Wednesday, 4 November 2009

Britain and EU: Cameron’s exit route

What happens if the probable next Conservative government fails to charm the other EU member states into treaty changes further diminishing the United Kingdom’s patchy contribution to the European project?

What happens if the other EU member states decide to grin and bear it, if Britain turns to political blackmail in order to opt out of additional policy areas?

Sooner or later the Tory leaders would have to report back that they have failed. What could they do?

Would they have any alternative but to decide on the UK’s relation with the European Union (with or without a referendum)?

Is this the reason why some brainy anti-Europeans have remained relatively calm, leading David Cameron down the garden path towards an inevitable referendum on withdrawal?

Exit route

A referendum on the Lisbon Treaty is clearly nonsense, and has been for some time, but the Lisbon Treaty clearly says that the European Union is based on voluntary cooperation, by laying down the modalities for secession. Article 50 of the Treaty on European Union tells us that the exit route is free:

Article 50 TEU

1. Any Member State may decide to withdraw from the Union in accordance with its own constitutional requirements.

2. A Member State which decides to withdraw shall notify the European Council of its intention. In the light of the guidelines provided by the European Council, the Union shall negotiate and conclude an agreement with that State, setting out the arrangements for its withdrawal, taking account of the framework for its future relationship with the Union. That agreement shall be negotiated in accordance with Article 218(3) of the Treaty on the Functioning of the European Union. It shall be concluded on behalf of the Union by the Council, acting by a qualified majority, after obtaining the consent of the European Parliament.

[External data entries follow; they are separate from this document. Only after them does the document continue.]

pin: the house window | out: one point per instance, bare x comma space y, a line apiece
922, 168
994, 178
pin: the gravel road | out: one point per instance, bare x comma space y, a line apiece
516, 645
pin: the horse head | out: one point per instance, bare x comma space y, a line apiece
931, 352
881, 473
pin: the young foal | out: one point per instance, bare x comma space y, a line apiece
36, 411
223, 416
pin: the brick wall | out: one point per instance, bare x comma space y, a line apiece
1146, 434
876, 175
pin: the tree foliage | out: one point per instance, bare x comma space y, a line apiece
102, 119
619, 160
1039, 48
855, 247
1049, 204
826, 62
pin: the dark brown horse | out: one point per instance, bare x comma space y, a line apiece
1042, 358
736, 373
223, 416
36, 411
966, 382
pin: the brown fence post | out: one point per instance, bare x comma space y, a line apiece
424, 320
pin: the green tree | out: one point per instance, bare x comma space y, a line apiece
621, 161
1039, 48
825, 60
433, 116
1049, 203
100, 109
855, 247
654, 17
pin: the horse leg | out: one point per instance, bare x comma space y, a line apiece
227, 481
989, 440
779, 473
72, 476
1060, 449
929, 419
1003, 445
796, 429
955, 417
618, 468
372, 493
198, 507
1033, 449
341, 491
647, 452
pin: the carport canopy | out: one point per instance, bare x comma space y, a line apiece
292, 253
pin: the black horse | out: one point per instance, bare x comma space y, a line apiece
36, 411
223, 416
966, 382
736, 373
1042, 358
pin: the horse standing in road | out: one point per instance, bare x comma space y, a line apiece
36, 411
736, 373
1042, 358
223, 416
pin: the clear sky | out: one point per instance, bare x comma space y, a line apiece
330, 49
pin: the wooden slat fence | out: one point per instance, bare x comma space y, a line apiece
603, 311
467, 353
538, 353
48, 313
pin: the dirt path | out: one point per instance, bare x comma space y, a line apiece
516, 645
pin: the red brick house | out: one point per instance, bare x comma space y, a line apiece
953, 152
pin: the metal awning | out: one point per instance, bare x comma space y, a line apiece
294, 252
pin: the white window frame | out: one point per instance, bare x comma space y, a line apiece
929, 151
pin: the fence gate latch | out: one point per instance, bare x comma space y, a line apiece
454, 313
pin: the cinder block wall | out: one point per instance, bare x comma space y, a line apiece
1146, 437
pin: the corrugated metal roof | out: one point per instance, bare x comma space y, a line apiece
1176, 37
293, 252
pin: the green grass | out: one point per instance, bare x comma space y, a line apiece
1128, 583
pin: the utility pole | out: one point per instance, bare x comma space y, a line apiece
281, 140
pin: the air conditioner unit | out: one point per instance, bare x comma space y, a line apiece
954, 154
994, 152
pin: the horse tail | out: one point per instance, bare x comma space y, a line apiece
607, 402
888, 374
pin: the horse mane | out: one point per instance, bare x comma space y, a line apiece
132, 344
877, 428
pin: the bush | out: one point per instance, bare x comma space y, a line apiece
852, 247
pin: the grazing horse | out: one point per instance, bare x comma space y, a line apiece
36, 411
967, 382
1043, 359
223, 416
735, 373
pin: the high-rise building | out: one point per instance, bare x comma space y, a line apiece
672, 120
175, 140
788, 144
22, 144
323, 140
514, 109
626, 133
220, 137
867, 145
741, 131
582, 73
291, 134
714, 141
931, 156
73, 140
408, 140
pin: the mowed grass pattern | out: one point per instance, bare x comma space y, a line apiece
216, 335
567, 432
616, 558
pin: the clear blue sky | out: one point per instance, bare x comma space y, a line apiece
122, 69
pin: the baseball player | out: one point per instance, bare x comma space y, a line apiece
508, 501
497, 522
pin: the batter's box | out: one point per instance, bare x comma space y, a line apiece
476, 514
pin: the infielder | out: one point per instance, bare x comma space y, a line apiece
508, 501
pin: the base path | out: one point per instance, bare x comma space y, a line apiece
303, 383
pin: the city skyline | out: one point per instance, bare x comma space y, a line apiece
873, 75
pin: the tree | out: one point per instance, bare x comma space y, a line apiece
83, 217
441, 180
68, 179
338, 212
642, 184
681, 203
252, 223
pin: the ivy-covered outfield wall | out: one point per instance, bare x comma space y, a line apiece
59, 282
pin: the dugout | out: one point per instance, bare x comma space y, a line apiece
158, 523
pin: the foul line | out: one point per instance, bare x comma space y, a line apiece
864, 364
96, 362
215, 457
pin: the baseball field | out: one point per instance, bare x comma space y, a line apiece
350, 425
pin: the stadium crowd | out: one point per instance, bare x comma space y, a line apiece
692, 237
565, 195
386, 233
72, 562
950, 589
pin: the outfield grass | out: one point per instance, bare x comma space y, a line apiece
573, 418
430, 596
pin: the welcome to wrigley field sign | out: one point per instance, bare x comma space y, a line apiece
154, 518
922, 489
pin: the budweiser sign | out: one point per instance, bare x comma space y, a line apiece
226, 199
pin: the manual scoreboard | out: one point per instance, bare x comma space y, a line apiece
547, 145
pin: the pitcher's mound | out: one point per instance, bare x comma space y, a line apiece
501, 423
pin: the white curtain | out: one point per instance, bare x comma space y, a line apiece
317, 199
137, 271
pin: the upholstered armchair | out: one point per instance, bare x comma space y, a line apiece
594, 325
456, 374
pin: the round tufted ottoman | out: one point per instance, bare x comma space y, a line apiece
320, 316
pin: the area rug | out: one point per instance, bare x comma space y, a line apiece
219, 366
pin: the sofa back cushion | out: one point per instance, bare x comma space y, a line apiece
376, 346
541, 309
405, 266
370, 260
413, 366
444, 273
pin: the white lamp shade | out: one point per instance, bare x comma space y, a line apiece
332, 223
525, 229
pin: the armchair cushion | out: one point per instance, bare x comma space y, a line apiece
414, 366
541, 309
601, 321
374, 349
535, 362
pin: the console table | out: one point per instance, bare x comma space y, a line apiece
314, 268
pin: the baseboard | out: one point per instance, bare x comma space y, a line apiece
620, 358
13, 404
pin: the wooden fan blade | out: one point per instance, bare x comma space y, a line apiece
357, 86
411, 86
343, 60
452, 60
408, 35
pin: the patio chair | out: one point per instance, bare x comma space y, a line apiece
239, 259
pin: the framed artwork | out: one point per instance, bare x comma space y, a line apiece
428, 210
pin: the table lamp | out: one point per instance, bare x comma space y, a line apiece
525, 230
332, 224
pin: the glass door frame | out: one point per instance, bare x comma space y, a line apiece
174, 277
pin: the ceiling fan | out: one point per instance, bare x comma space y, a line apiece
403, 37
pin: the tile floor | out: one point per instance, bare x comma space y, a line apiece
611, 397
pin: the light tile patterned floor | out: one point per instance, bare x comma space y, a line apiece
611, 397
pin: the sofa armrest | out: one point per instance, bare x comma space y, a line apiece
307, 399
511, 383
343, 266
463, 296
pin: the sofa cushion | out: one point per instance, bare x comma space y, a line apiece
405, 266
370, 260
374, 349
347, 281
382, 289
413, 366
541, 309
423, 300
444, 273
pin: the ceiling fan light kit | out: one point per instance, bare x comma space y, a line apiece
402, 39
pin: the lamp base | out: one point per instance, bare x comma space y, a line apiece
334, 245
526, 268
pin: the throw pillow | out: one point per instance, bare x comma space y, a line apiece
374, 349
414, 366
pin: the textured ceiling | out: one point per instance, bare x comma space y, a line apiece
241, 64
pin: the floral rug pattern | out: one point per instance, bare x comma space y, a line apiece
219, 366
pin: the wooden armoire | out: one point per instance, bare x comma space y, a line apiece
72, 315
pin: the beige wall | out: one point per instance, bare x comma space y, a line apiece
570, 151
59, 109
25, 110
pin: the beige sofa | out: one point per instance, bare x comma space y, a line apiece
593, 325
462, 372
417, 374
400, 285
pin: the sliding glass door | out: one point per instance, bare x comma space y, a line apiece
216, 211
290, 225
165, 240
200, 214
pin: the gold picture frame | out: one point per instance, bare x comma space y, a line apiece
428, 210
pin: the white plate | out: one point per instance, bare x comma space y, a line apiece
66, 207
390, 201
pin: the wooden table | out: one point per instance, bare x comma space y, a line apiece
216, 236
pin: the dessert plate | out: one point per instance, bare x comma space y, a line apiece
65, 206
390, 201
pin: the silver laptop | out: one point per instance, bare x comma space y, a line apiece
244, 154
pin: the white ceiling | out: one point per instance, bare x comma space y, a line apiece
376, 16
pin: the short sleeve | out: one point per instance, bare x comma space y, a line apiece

3. The Treaties shall cease to apply to the State in question from the date of entry into force of the withdrawal agreement or, failing that, two years after the notification referred to in paragraph 2, unless the European Council, in agreement with the Member State concerned, unanimously decides to extend this period.

4. For the purposes of paragraphs 2 and 3, the member of the European Council or of the Council representing the withdrawing Member State shall not participate in the discussions of the European Council or Council or in decisions concerning it.

A qualified majority shall be defined in accordance with Article 238(3)(b) of the Treaty on the Functioning of the European Union.

5. If a State which has withdrawn from the Union asks to rejoin, its request shall be subject to the procedure referred to in Article 49.



The European Union is no dictatorship, but a voluntary union of states (but with some democratic elements). No occupying forces, secret police or Gulag camps keep the countries or their citizens subdued.

If Britain, or any other member state, wants to leave, the treaty shows where to find the door. Staying or leaving is a British decision, to be taken under British rules.

Like any organisation, the European Union needs constructive and contributing members. Given Britain’s membership history and future prospects, it might be better if the UK left, for the others to get on with the work.

Does David Cameron really want a painful marathon, when he could head for the exit door today?